Materials
The following materials were purchased from Frutarom (UK): β-carotene, porcine pancreatic amylase enzyme solution, starch, dinitrosalicylic acid (DNSA), methanol, trolox, gallic acid, Na2CO3, and acarbose.
All the tested compounds were synthesized previously by our team. The compounds are classified into three different groups: benzodioxole aryl acetate (3a–3 g), benzodioxole aryl acetic acid (4a–4 h) [20], benzodioxole-carboxamide (6a & 6b) [21], see Table 1.

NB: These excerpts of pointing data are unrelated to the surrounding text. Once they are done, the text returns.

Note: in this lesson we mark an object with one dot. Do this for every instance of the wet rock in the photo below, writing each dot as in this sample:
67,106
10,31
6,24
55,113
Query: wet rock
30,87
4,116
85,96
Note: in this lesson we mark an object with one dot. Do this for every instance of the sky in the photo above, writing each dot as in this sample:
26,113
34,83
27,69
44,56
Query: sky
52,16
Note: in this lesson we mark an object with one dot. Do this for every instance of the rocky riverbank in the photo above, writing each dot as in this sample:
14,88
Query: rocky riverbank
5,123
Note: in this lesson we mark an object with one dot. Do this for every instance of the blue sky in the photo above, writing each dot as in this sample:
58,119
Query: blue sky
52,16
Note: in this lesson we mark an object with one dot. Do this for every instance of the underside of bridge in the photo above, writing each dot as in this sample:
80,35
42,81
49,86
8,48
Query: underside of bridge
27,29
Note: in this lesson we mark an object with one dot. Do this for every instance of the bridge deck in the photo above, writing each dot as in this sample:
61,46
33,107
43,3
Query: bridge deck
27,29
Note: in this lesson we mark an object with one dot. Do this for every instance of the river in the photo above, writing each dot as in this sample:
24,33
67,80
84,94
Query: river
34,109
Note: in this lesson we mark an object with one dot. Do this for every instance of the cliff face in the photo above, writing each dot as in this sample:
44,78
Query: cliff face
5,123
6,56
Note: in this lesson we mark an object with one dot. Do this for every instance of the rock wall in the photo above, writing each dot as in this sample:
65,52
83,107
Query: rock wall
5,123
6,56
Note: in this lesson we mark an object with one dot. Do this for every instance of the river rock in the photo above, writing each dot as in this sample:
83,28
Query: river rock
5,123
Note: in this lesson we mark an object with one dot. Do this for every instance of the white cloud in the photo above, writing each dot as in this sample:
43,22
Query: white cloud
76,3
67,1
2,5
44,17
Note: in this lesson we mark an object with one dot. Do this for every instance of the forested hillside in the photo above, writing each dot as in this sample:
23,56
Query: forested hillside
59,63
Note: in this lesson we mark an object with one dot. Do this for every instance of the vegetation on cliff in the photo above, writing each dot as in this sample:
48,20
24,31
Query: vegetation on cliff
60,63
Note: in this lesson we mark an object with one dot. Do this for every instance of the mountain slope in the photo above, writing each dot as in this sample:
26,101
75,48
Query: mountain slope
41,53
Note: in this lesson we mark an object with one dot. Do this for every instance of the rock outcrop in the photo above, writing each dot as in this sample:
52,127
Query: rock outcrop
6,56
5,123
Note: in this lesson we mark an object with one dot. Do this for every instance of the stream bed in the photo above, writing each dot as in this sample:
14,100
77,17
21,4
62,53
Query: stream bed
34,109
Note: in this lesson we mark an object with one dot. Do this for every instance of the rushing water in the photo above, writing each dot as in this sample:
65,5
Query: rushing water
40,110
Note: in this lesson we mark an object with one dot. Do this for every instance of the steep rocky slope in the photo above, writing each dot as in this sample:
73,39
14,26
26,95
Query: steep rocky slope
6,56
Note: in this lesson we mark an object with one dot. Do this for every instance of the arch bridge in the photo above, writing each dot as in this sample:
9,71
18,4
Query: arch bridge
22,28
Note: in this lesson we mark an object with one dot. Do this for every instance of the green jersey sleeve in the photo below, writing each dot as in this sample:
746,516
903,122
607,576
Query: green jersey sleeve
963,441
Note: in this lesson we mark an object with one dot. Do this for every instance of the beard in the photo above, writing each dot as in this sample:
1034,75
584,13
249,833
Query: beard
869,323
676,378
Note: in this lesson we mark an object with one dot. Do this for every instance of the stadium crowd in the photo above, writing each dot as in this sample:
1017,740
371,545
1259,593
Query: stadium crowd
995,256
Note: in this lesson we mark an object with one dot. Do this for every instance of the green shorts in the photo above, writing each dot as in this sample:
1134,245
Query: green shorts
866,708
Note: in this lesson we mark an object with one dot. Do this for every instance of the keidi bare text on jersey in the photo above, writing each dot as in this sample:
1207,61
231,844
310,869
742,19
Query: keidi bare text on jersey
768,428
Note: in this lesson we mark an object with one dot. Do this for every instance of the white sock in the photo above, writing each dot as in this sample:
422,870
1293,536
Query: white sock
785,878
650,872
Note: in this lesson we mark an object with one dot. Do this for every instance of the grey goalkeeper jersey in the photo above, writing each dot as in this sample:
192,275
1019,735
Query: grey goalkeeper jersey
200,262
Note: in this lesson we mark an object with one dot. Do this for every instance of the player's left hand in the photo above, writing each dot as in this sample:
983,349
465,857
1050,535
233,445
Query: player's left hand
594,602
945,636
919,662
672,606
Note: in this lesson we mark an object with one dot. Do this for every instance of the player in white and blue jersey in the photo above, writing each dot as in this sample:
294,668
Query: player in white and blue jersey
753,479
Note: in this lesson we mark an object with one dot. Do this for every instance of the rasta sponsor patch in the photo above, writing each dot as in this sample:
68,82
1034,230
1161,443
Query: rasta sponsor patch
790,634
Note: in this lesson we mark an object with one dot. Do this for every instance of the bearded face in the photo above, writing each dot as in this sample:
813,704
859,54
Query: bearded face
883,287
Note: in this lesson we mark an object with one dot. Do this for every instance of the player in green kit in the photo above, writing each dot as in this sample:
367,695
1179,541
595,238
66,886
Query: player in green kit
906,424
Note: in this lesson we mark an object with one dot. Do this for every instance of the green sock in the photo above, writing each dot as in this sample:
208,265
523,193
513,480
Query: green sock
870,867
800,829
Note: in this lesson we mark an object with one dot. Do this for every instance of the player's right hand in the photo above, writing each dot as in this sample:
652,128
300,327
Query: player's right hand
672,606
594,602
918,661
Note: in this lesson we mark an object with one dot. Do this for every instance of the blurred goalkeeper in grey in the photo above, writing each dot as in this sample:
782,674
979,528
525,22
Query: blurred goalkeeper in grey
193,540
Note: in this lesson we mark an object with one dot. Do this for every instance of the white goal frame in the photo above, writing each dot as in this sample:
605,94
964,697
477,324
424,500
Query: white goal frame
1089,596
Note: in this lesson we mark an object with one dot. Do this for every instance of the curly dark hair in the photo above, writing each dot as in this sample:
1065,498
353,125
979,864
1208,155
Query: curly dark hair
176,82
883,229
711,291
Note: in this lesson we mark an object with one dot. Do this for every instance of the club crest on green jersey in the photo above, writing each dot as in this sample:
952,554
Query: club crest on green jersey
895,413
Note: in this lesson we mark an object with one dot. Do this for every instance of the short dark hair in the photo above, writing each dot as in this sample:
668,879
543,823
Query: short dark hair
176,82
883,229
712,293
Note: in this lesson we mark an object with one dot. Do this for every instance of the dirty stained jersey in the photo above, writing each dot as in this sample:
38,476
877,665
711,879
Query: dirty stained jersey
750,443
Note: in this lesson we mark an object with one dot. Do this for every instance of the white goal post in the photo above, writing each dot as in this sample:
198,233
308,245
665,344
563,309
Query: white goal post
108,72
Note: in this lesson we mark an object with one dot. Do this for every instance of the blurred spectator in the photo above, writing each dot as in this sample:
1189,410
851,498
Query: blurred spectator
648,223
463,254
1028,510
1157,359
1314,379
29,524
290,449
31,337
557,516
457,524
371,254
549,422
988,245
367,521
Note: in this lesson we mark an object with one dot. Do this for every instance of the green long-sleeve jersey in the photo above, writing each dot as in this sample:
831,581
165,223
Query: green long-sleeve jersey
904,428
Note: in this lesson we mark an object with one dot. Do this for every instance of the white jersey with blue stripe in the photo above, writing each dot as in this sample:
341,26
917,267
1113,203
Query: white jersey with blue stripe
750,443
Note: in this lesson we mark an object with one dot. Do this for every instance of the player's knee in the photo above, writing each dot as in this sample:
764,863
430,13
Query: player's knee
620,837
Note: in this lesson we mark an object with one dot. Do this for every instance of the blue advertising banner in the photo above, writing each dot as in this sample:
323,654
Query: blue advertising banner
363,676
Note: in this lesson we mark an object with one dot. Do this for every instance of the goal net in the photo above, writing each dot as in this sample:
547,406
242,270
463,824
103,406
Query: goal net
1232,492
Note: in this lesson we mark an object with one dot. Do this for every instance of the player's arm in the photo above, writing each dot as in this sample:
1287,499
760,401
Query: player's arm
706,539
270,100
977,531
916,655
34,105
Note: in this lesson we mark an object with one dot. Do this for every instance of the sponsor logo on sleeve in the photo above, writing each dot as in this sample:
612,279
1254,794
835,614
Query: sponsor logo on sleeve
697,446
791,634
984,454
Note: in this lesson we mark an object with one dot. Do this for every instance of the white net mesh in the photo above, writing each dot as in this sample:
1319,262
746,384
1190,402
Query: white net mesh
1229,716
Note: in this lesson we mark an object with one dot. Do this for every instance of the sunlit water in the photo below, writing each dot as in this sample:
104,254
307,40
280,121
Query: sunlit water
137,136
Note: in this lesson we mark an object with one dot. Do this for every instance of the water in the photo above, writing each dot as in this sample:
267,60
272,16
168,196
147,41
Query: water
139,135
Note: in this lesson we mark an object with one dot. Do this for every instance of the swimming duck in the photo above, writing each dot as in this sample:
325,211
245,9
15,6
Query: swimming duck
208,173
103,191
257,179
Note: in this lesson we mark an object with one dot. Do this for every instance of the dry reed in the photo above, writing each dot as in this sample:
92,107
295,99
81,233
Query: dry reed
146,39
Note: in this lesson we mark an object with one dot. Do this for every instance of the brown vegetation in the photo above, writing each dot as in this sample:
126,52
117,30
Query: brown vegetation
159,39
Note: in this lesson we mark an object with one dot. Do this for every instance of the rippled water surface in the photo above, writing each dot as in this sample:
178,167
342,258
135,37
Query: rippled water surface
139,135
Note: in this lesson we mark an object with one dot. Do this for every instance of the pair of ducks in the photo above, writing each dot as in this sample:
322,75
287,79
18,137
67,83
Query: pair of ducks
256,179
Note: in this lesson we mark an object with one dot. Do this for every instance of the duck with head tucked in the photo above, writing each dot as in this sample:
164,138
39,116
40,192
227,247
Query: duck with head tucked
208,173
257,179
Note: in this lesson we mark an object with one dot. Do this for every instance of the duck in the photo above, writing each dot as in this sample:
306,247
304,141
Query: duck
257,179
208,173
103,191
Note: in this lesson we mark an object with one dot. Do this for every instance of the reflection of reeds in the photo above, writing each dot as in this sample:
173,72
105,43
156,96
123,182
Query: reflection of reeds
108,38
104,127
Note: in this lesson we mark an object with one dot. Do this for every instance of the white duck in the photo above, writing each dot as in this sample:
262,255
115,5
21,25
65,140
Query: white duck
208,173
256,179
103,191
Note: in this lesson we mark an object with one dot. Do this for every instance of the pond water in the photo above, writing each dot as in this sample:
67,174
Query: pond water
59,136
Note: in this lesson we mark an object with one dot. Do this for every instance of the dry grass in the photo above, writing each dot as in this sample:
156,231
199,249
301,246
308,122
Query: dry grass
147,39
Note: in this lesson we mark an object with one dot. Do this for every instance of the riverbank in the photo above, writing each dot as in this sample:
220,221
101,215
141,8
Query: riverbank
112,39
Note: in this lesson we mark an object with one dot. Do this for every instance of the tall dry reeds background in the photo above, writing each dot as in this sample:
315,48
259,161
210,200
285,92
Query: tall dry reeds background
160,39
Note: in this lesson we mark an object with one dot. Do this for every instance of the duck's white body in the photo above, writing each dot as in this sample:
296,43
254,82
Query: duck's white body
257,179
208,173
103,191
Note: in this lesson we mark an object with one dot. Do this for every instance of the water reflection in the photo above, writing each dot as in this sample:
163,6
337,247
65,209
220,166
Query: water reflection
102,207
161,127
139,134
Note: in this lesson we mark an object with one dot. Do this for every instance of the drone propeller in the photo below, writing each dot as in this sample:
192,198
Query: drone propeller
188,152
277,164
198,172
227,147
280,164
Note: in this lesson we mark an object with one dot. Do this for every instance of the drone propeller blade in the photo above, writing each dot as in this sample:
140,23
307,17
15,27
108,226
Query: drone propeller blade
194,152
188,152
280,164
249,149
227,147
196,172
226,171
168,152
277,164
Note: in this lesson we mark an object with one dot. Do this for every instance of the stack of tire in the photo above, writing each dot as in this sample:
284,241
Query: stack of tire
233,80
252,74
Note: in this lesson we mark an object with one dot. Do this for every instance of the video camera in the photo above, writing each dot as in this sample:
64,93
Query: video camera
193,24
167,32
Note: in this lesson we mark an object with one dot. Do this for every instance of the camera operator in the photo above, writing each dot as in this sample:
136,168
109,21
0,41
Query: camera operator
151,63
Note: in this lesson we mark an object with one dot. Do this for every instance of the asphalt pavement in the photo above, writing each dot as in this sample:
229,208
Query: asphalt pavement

α-Amylase inhibitory activity method
The α-amylase inhibitory assessment was based on the Wickramaratne et al. protocol [30] with some slight alterations in some steps. The experimental part was carried out by following the 3,5-dinitrosalicylic acid (DNSA) procedure. Solutions of 20 mm sodium phosphate monobasic and sodium phosphate dibasic buffer involving 6.7 mm sodium chloride (NaH2PO4 and Na2HPO4, both including 6.7 mm NaCl, pH 6.9) were constructed by partially filling the beaker with NaH2PO4 and NaCl solution; the mixture was subjected to a magnetic stirrer. In contrast, the pH was adjusted by inserting a calibrated pH electrode in the solution. Then, the Na2HPO4 and NaCl solution was gradually added until the pH reached 6.9. A weight of 5.36 g of 20 mm Na2HPO4. 7H2O and 0.39 g of 6.7 mm NaCl were dispersed in distilled water to make 1 L and a weight of 2.76 g of NaH2PO4. H2O and 0.39 g of NaCl dissolved in distilled water to make 1 L. The stock solution for the synthesized molecules had a concentration of 1 mg/ml and was put in a minimum amount of 10% DMSO (1:100 dilution) and was then dispersed in a buffer of Na2HPO4/NaH2PO4 (0.02 M) and NaCl (0.006 M) at adjusted pH 6.9. Working solutions with concentrations of 1, 10, 50, 100 and 500 µg/ml were obtained by mixing 0.01, 0.1, 0.5, 1, and 5 ml of our synthesized molecules, respectively, and then diluting them with a buffer of Na2HPO4/NaH2PO4 (0.02 M) and NaCl (0.006 M) at pH 6.9 and then brined up to 10 ml using VF (10 ml). The acarbose was considered a reference and was established following the same previous steps used for the synthesized molecules.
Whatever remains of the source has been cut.